No time to waste at lunch time

Assistant professor of health sciences Juliana Cohen is the lead author on a study published in the “Journal of the Academy of Nutrition and Dietetics” on Sept. 11 that indicates many school children don't have enough time to eat lunch.

Amid reports school children aren’t eating their lunches under the updated nutritional guidelines, which has led some observers to call for relaxed standards, Cohen and her co-authors decided to look at potential reasons other than taste.

They looked at 1,001 students in a low-income, urban school district. Cohen was interested in lunch periods because they aren’t regulated by state or federal governments. Lunch times around the state can vary from 15 minutes to an hour.

“We were really curious if that would impact consumption,” she said.

The lunch period has to take into account the time students walk to the cafeteria and stand on the serving line before sitting to eat. “We found in some of these lunch periods kids had just 10 minutes to eat,” Cohen said.

Cohen’s research team was surprised by the students’ eating patterns.

Researchers expected the students would eat their entrees but leave the milk, fruit and vegetables.

It turned out the children picked at a little of everything and usually didn’t finish any of it.

“We need to reframe the debate about updated school meal standards,” Cohen said from her office. “Rather than weaken the healthier standards we need to focus on how do we get the kids to eat these healthier foods. And it appears as though giving students a sufficient amount of time to eat is an important way to do that.”

Cohen spent about 10 years at Harvard as a student, post-doctoral research fellow and research associate before joining Merrimack’s Health Sciences Department for the current semester. She is still an adjunct professor at Harvard.

At Merrimack, Cohen is teaching graduate level research methods and undergraduate introduction to epidemiology.

She and her co-authors from Harvard University collaborated on the lunch study with Project Bread and Harvard University using a grant from Arbella Insurance during the 2011-2012 school year.

The research team chose to look at low-income urban settings because most students receive government-subsidized lunches that are often the best meal of the day for them, Cohen said. Cohen declined to say which Massachusetts community her team studied.

They went to several elementary and middle schools in the city. The boys and girls ranged from 8.4 years old to 15.6 years old.

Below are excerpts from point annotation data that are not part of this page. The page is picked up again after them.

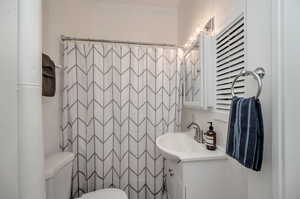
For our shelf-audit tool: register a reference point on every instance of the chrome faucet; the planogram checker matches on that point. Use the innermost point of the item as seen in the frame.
(199, 135)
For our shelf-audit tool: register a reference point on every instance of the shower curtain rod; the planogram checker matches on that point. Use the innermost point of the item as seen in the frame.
(65, 38)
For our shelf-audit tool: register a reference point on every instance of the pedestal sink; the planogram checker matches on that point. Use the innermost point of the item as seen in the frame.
(181, 146)
(193, 171)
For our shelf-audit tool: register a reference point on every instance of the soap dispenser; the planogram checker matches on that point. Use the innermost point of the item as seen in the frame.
(211, 138)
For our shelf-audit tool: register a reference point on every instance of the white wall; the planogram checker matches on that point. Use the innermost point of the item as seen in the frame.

“We did multiple days of research,” Cohen said. “There were six non-consecutive days throughout the year.”

In the control group researchers looked at the actual time children have to sit and eat lunch after arriving at the cafeteria and standing in the serving line.

They used plate waste methodology which is considered the gold standard for assessing student diets, Cohen said.

Each serving tray in the control group was numbered and observers recorded each tray that was taken, which foods were selected, and the time each student sat down.

After the students were done eating, the researchers collected the trays.

“Then we weighed every individual food item remaining on the trays,” Cohen said. “From that, we know what they selected, exactly how much they consumed, and how much seated time they had because we recorded what time they left the lunch line.”

In other schools, the study hired a professional chef or used choice architecture to change the lunch line configuration, Cohen said.